Before borders determined who belonged in a country and who did not, lawyers and judges devised a legal fiction called naturalization to bypass the idea of feudal allegiance and integrate new subjects into their nations. At the same time, writers of prose fiction were attempting to undo centuries of rules about who could--and who could not--be a subject of literature. In Before Borders, Stephanie DeGooyer reconstructs how prose and legal fictions came together in the eighteenth century to dramatically reimagine national belonging through naturalization. The bureaucratic procedure of naturalization today was once a radically fictional way to create new citizens and literary subjects.

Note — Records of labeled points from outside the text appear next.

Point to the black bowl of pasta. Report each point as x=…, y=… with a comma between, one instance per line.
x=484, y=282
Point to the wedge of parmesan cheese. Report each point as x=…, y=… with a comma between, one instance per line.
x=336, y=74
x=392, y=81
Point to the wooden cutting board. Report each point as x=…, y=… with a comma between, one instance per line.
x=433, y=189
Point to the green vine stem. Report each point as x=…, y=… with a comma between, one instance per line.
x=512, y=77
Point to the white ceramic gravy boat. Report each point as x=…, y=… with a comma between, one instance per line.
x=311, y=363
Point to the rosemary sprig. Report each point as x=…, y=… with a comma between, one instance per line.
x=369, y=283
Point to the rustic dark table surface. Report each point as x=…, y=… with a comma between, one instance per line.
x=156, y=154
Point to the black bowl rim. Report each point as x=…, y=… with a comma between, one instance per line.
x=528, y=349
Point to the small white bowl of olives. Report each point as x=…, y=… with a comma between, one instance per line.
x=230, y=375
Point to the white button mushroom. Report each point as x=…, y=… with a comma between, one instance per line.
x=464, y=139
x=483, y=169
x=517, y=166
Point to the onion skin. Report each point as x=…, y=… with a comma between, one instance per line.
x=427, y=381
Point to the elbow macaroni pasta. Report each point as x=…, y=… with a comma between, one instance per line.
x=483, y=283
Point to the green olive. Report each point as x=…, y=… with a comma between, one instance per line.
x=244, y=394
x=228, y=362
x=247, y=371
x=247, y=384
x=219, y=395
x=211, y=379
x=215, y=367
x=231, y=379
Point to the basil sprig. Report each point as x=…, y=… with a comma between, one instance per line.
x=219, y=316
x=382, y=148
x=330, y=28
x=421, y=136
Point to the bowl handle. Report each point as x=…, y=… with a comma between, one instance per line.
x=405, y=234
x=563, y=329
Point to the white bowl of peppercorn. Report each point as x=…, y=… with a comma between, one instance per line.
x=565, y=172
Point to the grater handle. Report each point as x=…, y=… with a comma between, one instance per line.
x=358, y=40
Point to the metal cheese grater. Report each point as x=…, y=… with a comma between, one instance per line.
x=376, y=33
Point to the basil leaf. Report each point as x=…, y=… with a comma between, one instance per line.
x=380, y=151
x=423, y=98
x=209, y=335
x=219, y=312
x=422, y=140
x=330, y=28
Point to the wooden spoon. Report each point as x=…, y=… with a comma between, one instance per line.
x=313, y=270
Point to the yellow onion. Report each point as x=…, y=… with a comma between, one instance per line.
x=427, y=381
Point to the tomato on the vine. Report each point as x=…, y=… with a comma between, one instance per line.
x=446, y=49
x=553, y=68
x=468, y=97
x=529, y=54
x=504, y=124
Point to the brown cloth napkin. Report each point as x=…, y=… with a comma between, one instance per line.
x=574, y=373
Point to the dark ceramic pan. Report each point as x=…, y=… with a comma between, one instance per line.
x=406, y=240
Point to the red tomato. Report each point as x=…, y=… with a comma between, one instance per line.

Through early modern court proceedings, the philosophy of John Locke, and the novels of Daniel Defoe, Laurence Sterne, Maria Edgeworth, and Mary Shelley, DeGooyer follows how naturalization evolved in England against the backdrop of imperial expansion. Political and philosophical proponents of naturalization argued that granting foreigners full political and civil rights would not only attract newcomers but also better attach them to English soil. However, it would take a new literary form--the novel--to fully realize this liberal vision of immigration. Together, these experiments in law and literature laid the groundwork for an alternative vision of subjecthood in England and its territories.
Reading eighteenth-century legal and prose fiction, DeGooyer draws attention to an overlooked period of immigration history and compels readers to reconsider the creative potential of naturalization.